Nicholas Angel (Pegg) é um dos melhores policiais de Londres, sendo bom ao ponto de causar inveja nos demais homens da lei. Por causa disso, é transferido por seus superiores para a pequena cidade de Sandford, que possui o menor índice de criminalidade de toda Inglaterra. Chegando lá, forma parceria com o curioso Danny Butterman (Frost) e começa a achar estranho o fato de acontecerem muitos acidentes na cidade, além de ninguém ficar preso e muitas pessoas simplesmente desaparecerem. Como bom policial que é, resolve ir a fundo na investigação desses eventos.

Os dois primeiros atos são relativamente monótonos e se preocupam mais em nos situar geograficamente em uma vila no interior da Inglaterra, quando um policial exemplar de Londres é transferido pra lá. Depois, são somente descobertas em cima de uma possível grande conspiração na cidade.

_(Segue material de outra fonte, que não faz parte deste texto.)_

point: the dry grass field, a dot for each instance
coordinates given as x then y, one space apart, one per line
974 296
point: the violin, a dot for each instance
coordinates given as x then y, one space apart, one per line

Porém, toda essa discrição só serve para o clímax final, que ao mesmo tempo subverte e se condiciona aos clichês do gênero, pois se em um filme tradicional o policial ao menos pediria ajuda, aqui ele encarna o “policial oitentista” (referenciado em filmes como Caçadores de Emoção) e parte para a guerra armado até os dentes, aproveitando cada momento para fazer uma piada em cima de uma piada (quando por exemplo, ao derrotar um dos vilões em uma briga, Frost pergunta a Pegg se após deixa-lo no freezer desacordado, falou a frase “fica frio”, típico fim de cena de luta no cinema de ação americano). Basicamente é um cinema de fãs para fãs, respeitando a originalidade de se contar uma história clichê, mas divertida e não ofensiva. Destaque também para as várias participações especiais, como por exemplo, Timothy Dalton, Martin Freeman, Bill Nighy, entre outros.

O único aspecto negativo que percebi foi a forma que algumas cenas de ação foram filmadas. Com muitos cortes, sempre rápidos, e focados de forma a nos desviar de perceber algum erro de coreografia na luta, às vezes fiquei confuso tentando entender quem estava batendo em quem e com o que. Porém, nada que tenha estragado a experiência final do filme, pois cenas assim se repetiram em torno de duas vezes durante todo o longa. No modo geral, é um bom filme para quem gosta de uma boa comédia policial.

Texto de autoria de Fábio Z. Candioto.